A tradição palestina é de união familiar nos negócios. Portanto, de cada comércio dependem vários irmãos.
O bloqueio -imposto por Israel para enfraquecer o Hamas, ao qual considera terrorista- inclui alimentos e medicamentos. Palestinos relatam que a situação piorou nos últimos seis meses. Espremida em um território costeiro de 360 km2, a terra na faixa de Gaza é insuficiente para abastecer a população.
A escassez de produtos fez os preços de comida dispararem. A alternativa encontrada foi o contrabando por túneis subterrâneos ligados ao Egito, que geram sobrepreços de até quatro vezes. O quilo de banana no mercado ontem custava US$ 3, e o de maçã, US$ 5. Um pacote de cigarros contrabandeado sai por US$ 3. Tudo caro demais para o morador de Gaza sem trabalho.
No hotel Commodore, onde a reportagem está, não há nem sequer cardápio. "É que o menu não é muito grande: temos frango assado e frango frito, ambos com salada", explica o garçom.

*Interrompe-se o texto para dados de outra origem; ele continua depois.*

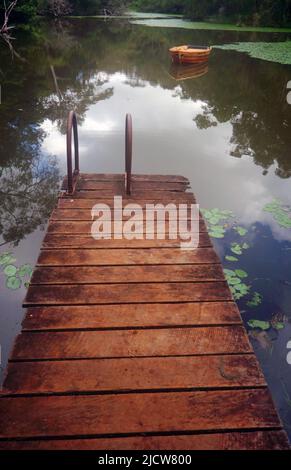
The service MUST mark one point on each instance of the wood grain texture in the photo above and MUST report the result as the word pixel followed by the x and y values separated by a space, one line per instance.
pixel 88 203
pixel 117 375
pixel 256 440
pixel 157 215
pixel 134 177
pixel 131 343
pixel 52 240
pixel 117 187
pixel 88 294
pixel 130 274
pixel 142 413
pixel 130 256
pixel 83 227
pixel 131 316
pixel 137 194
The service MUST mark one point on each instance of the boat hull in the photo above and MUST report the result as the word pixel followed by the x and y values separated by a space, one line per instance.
pixel 185 55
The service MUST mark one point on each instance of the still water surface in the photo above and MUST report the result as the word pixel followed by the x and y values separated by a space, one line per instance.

Comunista, recebeu convite do PC do B para visitar o Brasil, mas não irá por causa das fronteiras fechadas.
Para a rede internacional de ONGs, "o bloqueio efetivamente desmantelou a economia e empobreceu a população de Gaza. A política de Israel afeta a população civil indiscriminadamente e constitui punição coletiva a homens, mulheres e crianças comuns. As medidas contrariam a lei humanitária internacional".